Lavezzi indagato: aveva nei bagagli un reperto archeologico


La seconda parte del film “Core ‘ngrato“. Della prima il protagonista fu l’italo-brasiliano Altafini, che passato dal Napoli alla Juve segnò contro la sua ex squadra in una partita-spareggio, strappando agli azzurri l’ambito scudetto. Il secondo tempo è ancora più brutto, forse. Non si tratta ancora una volta di un gol dell’ex, ma sarebbe, ed è giusto utilizzare il condizionale, un atto ancor più brutto ed amaro da digerire. Di seguito l’articolo de Il Mattino che ne sottolinea i particolari.

Brutte notizie per Ezequiel Lavezzi. Non bastavano le grane giudiziarie che l’hanno sfiorato di recente nell’ambito di un’inchiesta che vede coinvolti i suoi procuratori per evasione fiscale internazionale: adesso l’ex calciatore del Napoli è indagato per ricettazione. Il suo nome è stato iscritto nel registro degli indagati dalla Procura della Repubblica del capoluogo campano.

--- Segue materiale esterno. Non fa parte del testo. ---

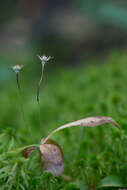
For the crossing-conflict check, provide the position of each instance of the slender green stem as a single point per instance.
(21, 103)
(39, 83)
(38, 96)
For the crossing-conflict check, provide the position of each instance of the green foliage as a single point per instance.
(90, 154)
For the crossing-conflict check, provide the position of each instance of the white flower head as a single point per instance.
(44, 58)
(17, 68)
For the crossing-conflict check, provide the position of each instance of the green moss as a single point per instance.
(90, 154)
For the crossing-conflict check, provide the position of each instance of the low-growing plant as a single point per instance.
(14, 162)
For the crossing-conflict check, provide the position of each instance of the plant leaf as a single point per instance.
(87, 122)
(111, 181)
(28, 151)
(52, 157)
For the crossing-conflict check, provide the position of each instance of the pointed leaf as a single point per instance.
(28, 151)
(52, 157)
(111, 181)
(87, 122)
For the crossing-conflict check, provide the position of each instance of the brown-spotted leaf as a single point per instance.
(28, 151)
(87, 122)
(52, 157)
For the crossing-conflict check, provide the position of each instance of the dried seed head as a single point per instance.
(52, 157)
(44, 58)
(17, 68)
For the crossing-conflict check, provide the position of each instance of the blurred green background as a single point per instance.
(86, 77)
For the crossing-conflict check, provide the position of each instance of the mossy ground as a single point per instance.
(91, 154)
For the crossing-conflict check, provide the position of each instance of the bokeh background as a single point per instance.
(68, 30)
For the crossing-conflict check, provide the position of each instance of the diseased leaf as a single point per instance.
(28, 151)
(111, 181)
(52, 157)
(87, 122)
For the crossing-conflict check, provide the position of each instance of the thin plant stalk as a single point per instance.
(38, 96)
(21, 103)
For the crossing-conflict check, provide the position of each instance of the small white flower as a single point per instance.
(44, 58)
(17, 68)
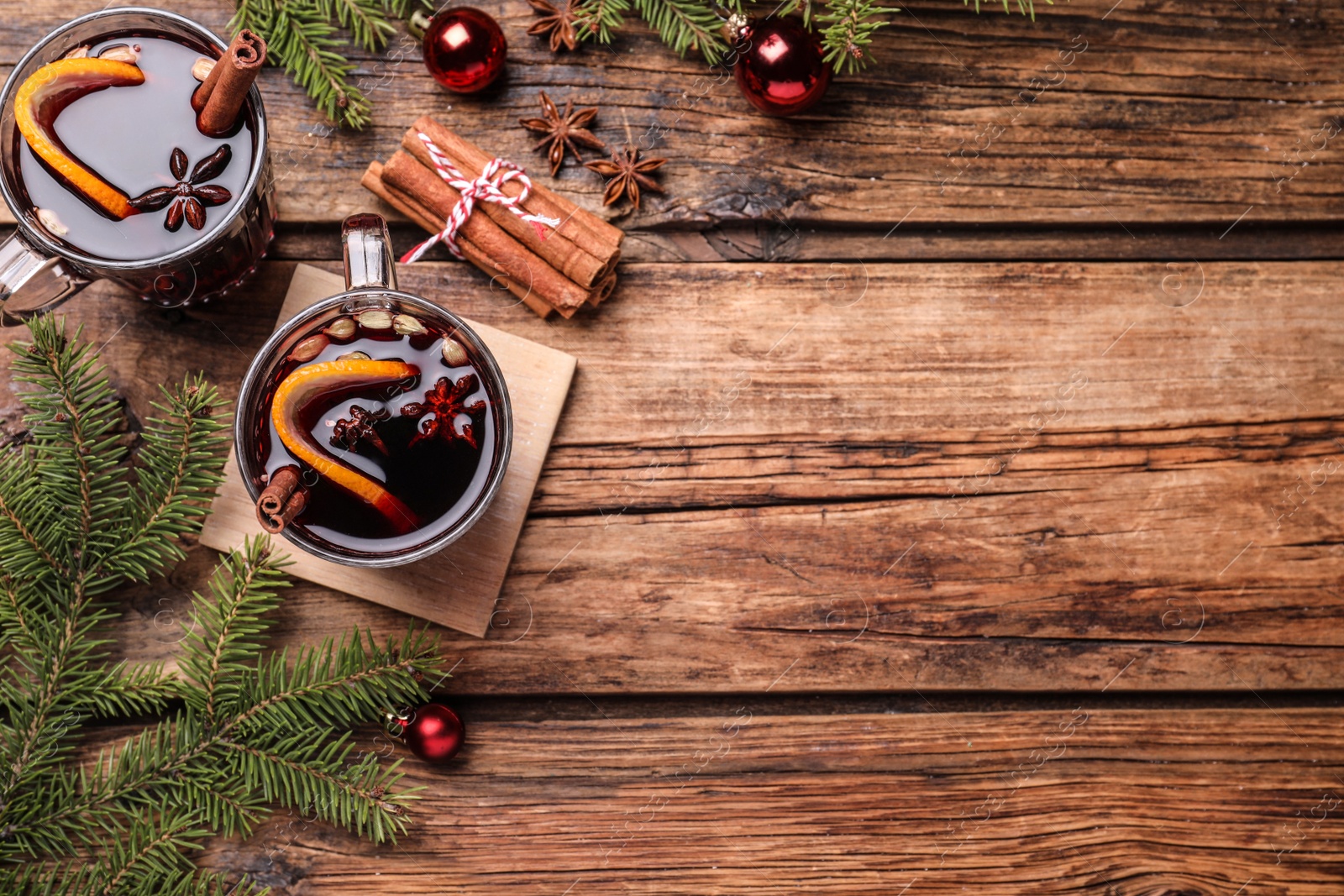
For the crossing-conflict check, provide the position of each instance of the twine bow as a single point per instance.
(484, 188)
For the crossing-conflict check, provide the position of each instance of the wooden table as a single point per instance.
(948, 500)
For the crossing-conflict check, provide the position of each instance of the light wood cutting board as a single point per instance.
(456, 587)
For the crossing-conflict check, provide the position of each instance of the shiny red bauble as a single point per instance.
(433, 732)
(780, 70)
(464, 49)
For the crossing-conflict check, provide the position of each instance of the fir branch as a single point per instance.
(249, 730)
(181, 465)
(228, 629)
(597, 19)
(847, 29)
(299, 36)
(363, 18)
(339, 685)
(1025, 7)
(309, 773)
(685, 26)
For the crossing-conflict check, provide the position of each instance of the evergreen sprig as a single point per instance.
(306, 36)
(239, 731)
(302, 36)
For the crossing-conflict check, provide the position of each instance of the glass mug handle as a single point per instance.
(33, 282)
(367, 250)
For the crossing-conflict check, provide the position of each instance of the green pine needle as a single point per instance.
(81, 513)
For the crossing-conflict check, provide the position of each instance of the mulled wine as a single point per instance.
(111, 159)
(375, 432)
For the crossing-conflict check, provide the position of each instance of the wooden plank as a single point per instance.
(1072, 801)
(1132, 114)
(1176, 511)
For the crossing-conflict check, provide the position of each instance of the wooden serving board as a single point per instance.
(456, 587)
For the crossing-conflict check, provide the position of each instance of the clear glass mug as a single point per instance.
(38, 273)
(371, 284)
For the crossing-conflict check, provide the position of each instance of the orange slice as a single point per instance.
(315, 380)
(51, 89)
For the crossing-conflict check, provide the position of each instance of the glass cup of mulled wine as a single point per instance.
(107, 170)
(374, 427)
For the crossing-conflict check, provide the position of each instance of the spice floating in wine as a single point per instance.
(387, 421)
(104, 128)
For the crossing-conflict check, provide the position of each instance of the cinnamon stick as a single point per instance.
(219, 100)
(373, 181)
(589, 233)
(282, 499)
(557, 246)
(602, 291)
(504, 253)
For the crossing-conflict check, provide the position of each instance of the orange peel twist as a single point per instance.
(326, 378)
(51, 89)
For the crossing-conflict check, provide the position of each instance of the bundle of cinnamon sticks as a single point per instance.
(558, 269)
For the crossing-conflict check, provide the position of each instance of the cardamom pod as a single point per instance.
(454, 354)
(407, 325)
(375, 318)
(309, 348)
(121, 53)
(51, 222)
(340, 328)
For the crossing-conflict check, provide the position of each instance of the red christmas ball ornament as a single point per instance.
(464, 49)
(433, 732)
(780, 69)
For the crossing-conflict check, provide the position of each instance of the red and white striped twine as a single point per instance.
(486, 188)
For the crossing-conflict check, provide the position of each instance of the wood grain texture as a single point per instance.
(1132, 114)
(1090, 801)
(891, 492)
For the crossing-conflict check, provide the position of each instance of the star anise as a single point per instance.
(627, 175)
(562, 130)
(360, 427)
(557, 22)
(190, 196)
(445, 402)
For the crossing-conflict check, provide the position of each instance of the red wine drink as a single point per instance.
(386, 422)
(374, 427)
(134, 148)
(139, 139)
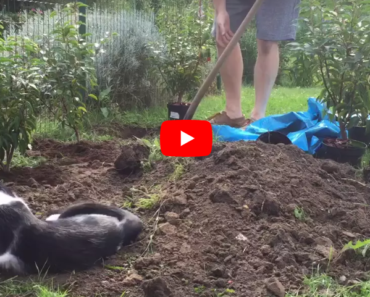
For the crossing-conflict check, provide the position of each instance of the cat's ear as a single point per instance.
(53, 217)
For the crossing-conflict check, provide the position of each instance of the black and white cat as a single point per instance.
(75, 239)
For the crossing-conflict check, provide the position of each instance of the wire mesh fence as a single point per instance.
(125, 73)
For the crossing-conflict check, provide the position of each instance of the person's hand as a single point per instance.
(223, 31)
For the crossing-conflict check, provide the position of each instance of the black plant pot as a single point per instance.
(177, 111)
(351, 154)
(274, 137)
(359, 134)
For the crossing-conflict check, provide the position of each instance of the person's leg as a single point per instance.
(265, 73)
(231, 74)
(276, 21)
(232, 70)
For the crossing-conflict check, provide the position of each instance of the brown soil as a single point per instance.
(125, 132)
(227, 223)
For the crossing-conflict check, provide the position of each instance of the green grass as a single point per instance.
(282, 100)
(324, 286)
(28, 289)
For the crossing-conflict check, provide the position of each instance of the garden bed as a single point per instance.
(250, 217)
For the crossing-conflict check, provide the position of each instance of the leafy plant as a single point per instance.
(180, 59)
(360, 246)
(337, 40)
(19, 96)
(155, 153)
(69, 68)
(299, 213)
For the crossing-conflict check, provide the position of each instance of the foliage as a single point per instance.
(126, 68)
(19, 95)
(299, 213)
(360, 246)
(180, 59)
(69, 66)
(337, 39)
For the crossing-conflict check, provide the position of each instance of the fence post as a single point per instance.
(82, 32)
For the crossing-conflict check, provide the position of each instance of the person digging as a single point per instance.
(276, 21)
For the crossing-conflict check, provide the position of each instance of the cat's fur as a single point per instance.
(73, 240)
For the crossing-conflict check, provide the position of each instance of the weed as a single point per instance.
(155, 153)
(178, 172)
(20, 160)
(300, 214)
(360, 246)
(199, 290)
(146, 198)
(225, 293)
(22, 289)
(325, 286)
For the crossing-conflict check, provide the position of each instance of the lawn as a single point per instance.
(282, 100)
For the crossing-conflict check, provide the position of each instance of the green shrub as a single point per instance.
(19, 95)
(181, 58)
(337, 41)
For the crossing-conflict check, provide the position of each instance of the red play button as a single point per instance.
(186, 138)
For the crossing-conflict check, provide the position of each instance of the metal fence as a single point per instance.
(123, 64)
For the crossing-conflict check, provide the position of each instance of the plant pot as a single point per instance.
(350, 153)
(177, 111)
(274, 137)
(359, 134)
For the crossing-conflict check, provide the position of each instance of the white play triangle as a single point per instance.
(185, 138)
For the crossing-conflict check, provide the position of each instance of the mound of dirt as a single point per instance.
(129, 161)
(84, 151)
(256, 218)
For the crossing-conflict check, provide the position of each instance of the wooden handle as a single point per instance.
(212, 75)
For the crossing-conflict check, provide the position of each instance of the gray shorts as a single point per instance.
(276, 20)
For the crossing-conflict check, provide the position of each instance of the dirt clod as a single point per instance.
(167, 229)
(129, 161)
(156, 287)
(172, 218)
(275, 287)
(132, 280)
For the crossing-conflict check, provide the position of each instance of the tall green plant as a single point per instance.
(187, 37)
(338, 38)
(19, 95)
(69, 67)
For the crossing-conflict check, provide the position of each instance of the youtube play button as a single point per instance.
(186, 138)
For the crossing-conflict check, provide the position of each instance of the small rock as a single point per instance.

I fatti si riferiscono alla primavera di un anno fa. Dobbiamo tornare al periodo che segnò l’addio del Pocho alla squadra azzurra, a quello strappo che determinò l’addio dell’argentino al club di Aurelio De Laurentiis per inquadrare tutto. E, in particolare, al momento in cui Lavezzi traslocò, per trasferirsi in Francia, a Parigi. Era una calda mattina di maggio quando Lavezzi si preparava a imbarcarsi, con una gran quantità di bagagli al seguito, su un volo privato che scaldava i motori sulla pista dell’aeroporto di Capodichino. La sua notorietà e l’affetto che ancora oggi tanti napoletani gli riservano non gli risparmiò, tuttavia, i controlli da parte degli uomini dell’Agenzia delle Dogane. Doveva essere un controllo di routine, si rivelò invece una incredibile scoperta.

Quando un funzionario delle Dogane chiese ai corrieri dell’agenzia assoldata dal calciatore argentino di aprire uno degli scatoloni imballati e già pronti per prendere il volo, si scoprì che al suo interno c’era un reperto archeologico di inestimabile valore. Una statua. Meglio: il busto marmoreo riproducente la testa di un filosofo, risalente all’epoca romana. Un pezzo rarissimo risalente al primo secolo dopo Cristo. Con ogni probabilità il reperto proveniva dalla zona di Pompei. Uno dei (molti) tesori che vengono depredati dai ladri specializzati in furti di reperti artistici archeologici.

Dinanzi a quell’opera nessuno – e tantomeno i doganieri di Capodichino – avrebbe potuto chiudere un occhio. Lavezzi era presente al momento del controllo di quel bagaglio: e quando gli ufficiali gli chiesero conto del come e del perché tra i colli che stavano per essere imbarcati sul Cessna privato noleggiato per il trasferimento a Parigi (Lavezzi ora è in forza al Paris Saint Germain) fosse stata caricata anche una rara e originale opera d’arte di duemila anni fa fece spallucce. «Mi è stata regalata», disse. Ma quella scultura non poteva scambiarsi per una scatola di cioccolatini, e nemmeno per un tappeto. Inevitabilmente fu deciso di sottoporre a sequestro preventivo il pregiato busto. Alle insistenze degli investigatori, il Pocho replicò: «Vi ripeto, io non conosco la provenienza di quest’opera d’arte. Si tratta di un omaggio che mi ha fatto un napoletano che vive a Posillipo. Altro non sono in grado di dirvi».
Punto. Fatto sta che – adesso – Lavezzi risulta iscritto nel registro degli indagati dalla Procura di Napoli.

Indagini in corso da parte dei magistrati della sezione Criminalità comune, coordinata dall’aggiunto Giovanni Melillo. Indagini doverose, perché, al di là della notorietà dell’attaccante argentino, ora si vuole cercare di capire se dietro l’episodio scoperto solo grazie alla solerzia dei doganieri di Capodichino si possa nascondere dell’altro. E cioè un giro ben più vasto, l’ennesimo traffico di opere d’arte, una delle piaghe che ripropongono il drammatico problema in cui versano anche i siti archeologici campani, Pompei in testa.